ALL is a type of blood cancer that still puzzles scientists around the globe. Despite the majority of paediatric cases (>80%) being curable, the adult form of this disease is commonly associated with relapse and has a higher mortality, with about half of the affected population succumbing to the disease. The ALL microenvironment is known to have a key role in the disease’s survival and acquisition of chemoresistance, but the exact interactions and players responsible are still not fully explored. This article elucidates the role of the adipocytes in the cellular quiescence and the longevity of the leukemic cells.
Personally, I was fascinated by the experiments described in this issue of Nat. Commun, who’s goal was to dissect the impact of the adipocyte/leukaemia interactome. In this manuscript Heydt and colleagues investigate the role of the microenvironment in ALL development and show that adipocytes, an unsuspected player of the bone marrow niche, can have a much more critical role in the disease’s persistence than we imagined.

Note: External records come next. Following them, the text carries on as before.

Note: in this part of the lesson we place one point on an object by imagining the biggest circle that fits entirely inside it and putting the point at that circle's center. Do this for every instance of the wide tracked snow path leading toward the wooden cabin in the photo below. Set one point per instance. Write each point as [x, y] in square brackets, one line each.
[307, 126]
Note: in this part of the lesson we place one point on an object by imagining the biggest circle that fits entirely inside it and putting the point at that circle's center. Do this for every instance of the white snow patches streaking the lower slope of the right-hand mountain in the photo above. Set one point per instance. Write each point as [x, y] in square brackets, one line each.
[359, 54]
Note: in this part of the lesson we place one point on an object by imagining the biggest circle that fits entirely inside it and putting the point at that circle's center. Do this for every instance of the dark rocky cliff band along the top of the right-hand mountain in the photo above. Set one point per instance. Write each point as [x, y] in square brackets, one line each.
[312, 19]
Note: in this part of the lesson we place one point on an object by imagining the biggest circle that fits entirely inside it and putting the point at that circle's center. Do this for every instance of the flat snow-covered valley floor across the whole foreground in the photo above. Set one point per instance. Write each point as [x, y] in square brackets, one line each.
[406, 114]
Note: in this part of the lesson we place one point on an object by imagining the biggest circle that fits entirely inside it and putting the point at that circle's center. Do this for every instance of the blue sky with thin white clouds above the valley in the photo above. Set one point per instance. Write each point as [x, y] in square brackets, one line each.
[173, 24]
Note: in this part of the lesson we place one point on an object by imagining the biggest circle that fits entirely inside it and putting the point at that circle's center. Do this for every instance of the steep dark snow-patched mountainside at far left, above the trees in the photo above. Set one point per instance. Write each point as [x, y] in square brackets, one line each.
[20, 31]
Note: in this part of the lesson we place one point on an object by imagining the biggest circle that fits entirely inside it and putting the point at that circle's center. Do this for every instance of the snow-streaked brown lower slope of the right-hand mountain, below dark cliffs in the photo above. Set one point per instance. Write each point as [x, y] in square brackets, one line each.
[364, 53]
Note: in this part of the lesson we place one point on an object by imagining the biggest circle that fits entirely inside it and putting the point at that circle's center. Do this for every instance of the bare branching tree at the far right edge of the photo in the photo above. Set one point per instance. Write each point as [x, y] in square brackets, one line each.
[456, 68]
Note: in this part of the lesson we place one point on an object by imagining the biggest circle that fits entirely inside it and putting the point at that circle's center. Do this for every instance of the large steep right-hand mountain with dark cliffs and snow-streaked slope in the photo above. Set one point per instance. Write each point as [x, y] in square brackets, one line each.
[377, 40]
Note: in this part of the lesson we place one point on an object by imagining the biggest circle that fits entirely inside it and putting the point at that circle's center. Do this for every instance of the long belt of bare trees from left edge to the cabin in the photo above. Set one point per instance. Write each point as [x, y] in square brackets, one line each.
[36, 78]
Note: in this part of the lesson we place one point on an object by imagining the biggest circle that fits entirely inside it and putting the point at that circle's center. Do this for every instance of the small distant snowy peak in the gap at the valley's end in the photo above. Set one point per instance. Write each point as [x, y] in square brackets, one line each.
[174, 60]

After the initial chemotherapeutic treatment of ALL, adipocytes re-populate the remission bone marrow and they have been linked with the acquisition of resistance to treatment. This work describes for the first time how the adipocytes selectively restrict protein biosynthesis in leukaemia and how this inhibition regulates ALL quiescence. Additionally, it emphasises the importance of this process in the generation of treatment resistance. Understanding the importance of the crosstalk between ALL and adipocytes will potentially generate new therapeutic targets for the avoidance of chemoresistance and potentially a cure for ALL. Specifically, the abrogation of crosstalk between leukemic cells and adipocyte stromal microenvironment now appears to be a critical target for these potential novel therapeutic approaches. More specifically, the recruitment of protein biosynthesis agonists or the disruption of the juxtaposition of ALL and adipocytes, could provide two cogent strategies in the prevention of the deleterious effects of the aforementioned interaction.
To sum up, the understanding of the molecular pathways leading to resistance in ALL is an important facet in developing new therapeutic approaches in order to change the all too frequently predisposing fate of patients to relapse. Thus, this paper gives a new perspective on therapy and can play a significant role in paving the way toward novel targets and the generation of alternative treatments.